Il problema, peraltro, è stato evidenziato persino dal sottosegretario della Lega Rossano Sasso nel corso del dibattito organizzato pochi giorni fa dalla nostra testata.

E di docenti in più parla anche la ex ministra dell’Istruzione Lucia Azzolina che, sui propri canali social, dichiara: “Avere più personale scolastico significa poter ridurre il numero di alunni per classe e quindi garantire meglio il distanziamento. L’anno scorso, per la riapertura di settembre, abbiamo investito quasi 2 miliardi di euro per avere 70 mila persone in più, tra docenti e ata. Quest’anno sono stati tagliati.
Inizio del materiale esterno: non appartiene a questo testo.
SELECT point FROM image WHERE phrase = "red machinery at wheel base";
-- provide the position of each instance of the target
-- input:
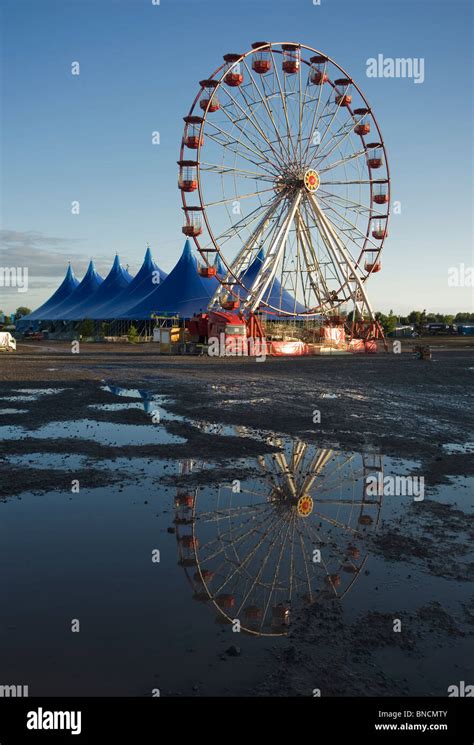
(230, 333)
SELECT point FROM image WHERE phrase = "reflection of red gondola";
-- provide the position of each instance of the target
(253, 613)
(243, 578)
(207, 271)
(189, 541)
(205, 576)
(281, 614)
(261, 60)
(354, 552)
(224, 600)
(184, 500)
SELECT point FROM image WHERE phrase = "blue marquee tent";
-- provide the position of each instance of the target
(64, 291)
(183, 292)
(89, 307)
(89, 284)
(276, 295)
(147, 279)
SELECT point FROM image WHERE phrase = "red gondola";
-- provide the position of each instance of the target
(233, 76)
(318, 75)
(187, 179)
(192, 138)
(209, 100)
(193, 225)
(291, 59)
(261, 62)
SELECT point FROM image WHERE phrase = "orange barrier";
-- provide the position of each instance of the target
(280, 348)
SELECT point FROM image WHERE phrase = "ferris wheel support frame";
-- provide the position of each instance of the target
(350, 269)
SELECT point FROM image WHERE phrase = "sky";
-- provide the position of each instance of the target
(89, 137)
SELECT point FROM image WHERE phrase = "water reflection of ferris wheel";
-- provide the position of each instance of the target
(260, 550)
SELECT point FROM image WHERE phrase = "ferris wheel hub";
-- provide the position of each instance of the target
(305, 505)
(311, 180)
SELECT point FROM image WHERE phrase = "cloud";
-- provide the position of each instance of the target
(45, 256)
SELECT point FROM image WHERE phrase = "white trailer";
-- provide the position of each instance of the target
(7, 342)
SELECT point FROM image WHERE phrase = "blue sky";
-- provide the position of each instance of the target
(88, 137)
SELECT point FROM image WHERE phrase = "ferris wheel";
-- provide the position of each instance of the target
(286, 538)
(282, 161)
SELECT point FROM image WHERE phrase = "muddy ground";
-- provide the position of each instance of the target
(402, 407)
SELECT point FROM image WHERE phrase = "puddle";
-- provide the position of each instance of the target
(454, 448)
(106, 433)
(47, 461)
(286, 531)
(30, 394)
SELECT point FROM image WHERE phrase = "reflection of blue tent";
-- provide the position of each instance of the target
(117, 280)
(64, 291)
(220, 268)
(276, 296)
(183, 292)
(90, 282)
(144, 282)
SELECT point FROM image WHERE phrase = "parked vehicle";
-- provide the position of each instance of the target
(7, 342)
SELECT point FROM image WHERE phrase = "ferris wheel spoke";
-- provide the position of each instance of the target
(314, 273)
(338, 266)
(351, 280)
(225, 514)
(277, 572)
(243, 563)
(233, 540)
(258, 577)
(283, 101)
(272, 258)
(313, 128)
(230, 169)
(354, 227)
(243, 259)
(351, 202)
(238, 197)
(342, 161)
(320, 461)
(262, 161)
(262, 128)
(263, 100)
(336, 523)
(252, 120)
(247, 221)
(361, 182)
(338, 137)
(334, 546)
(327, 112)
(309, 575)
(227, 146)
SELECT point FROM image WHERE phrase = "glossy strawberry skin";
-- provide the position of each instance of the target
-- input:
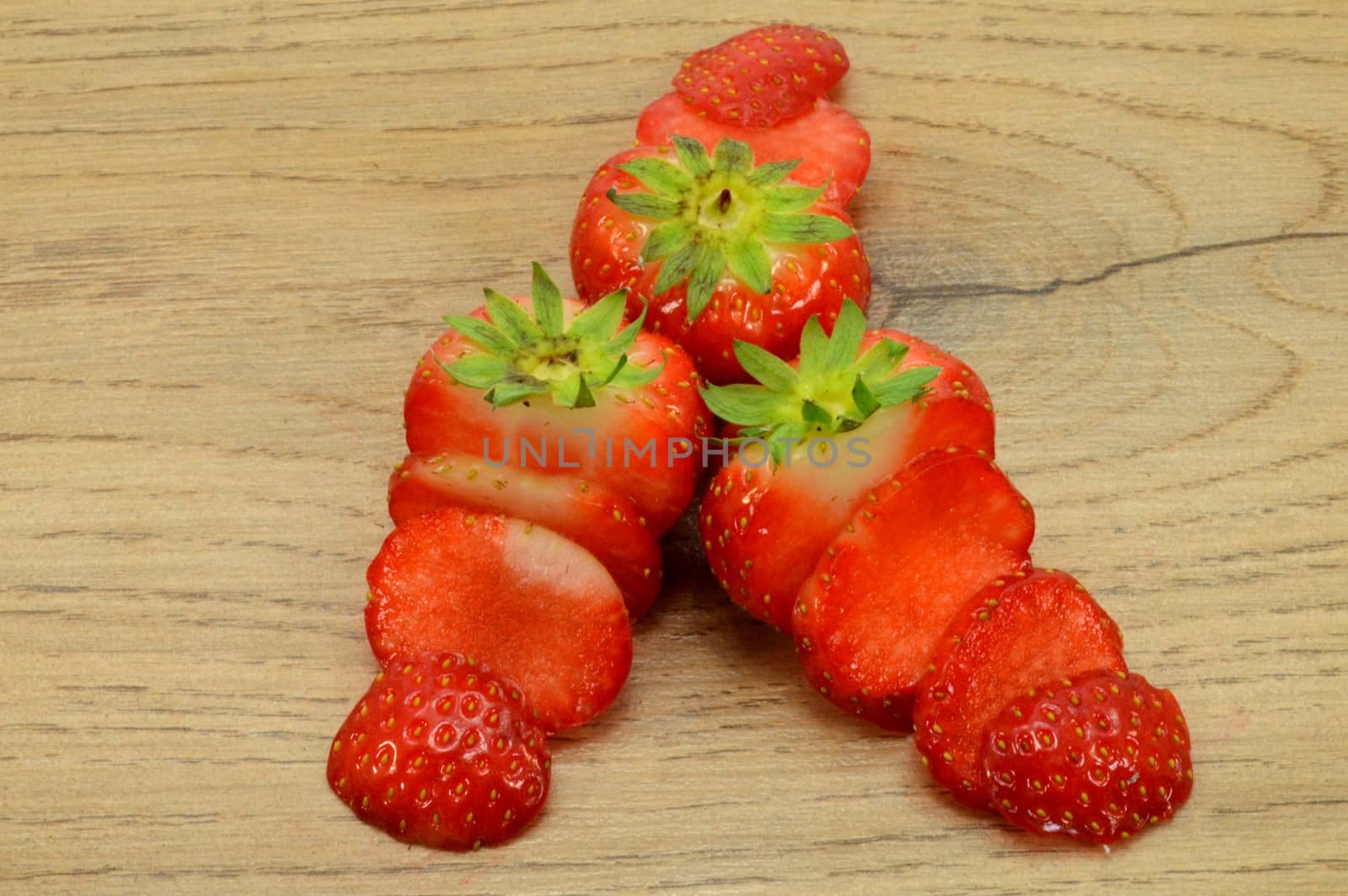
(592, 444)
(1098, 758)
(441, 752)
(833, 147)
(763, 76)
(516, 595)
(765, 529)
(603, 523)
(1015, 633)
(875, 606)
(606, 255)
Perché?”

Un tema, quello delle classi pollaio, su cui il Ministro Bianchi, di recente, nell’incontro firmato Repubblica, ha risposto piccato ad uno spettatore che lo incalzava: “Non sono Harry Potter”.

Sugli effetti delle classi numerose rispetto agli esiti di apprendimento il dibattito è molto vivace.

Dal rapporto Invalsi e ancor più dalla relazione svolta in Parlamento da Roberto Ricci, responsabile delle rilevazioni emerge che non c’è al momento nessuna evidenza scientifica che i risultati siano strettamente correlati con il numero di alunni della classe.
La variabile che più di tutte incide sui risultati continua ad essere, secondo i ricercatori dell’Invalsi, il contesto socio-culturale di provenienza degli studenti.
Non a caso, infatti, nei licei, che tradizionalmente accolgono ragazzi provenienti da famiglie con maggiori possibilità non si segnalano particolari differenze nei risultati fra alunni di classi numerose e alunni di classi più ridotte.
Differenze che si osservano invece nei tecnici e nei professionali frequentati da studenti più fragili.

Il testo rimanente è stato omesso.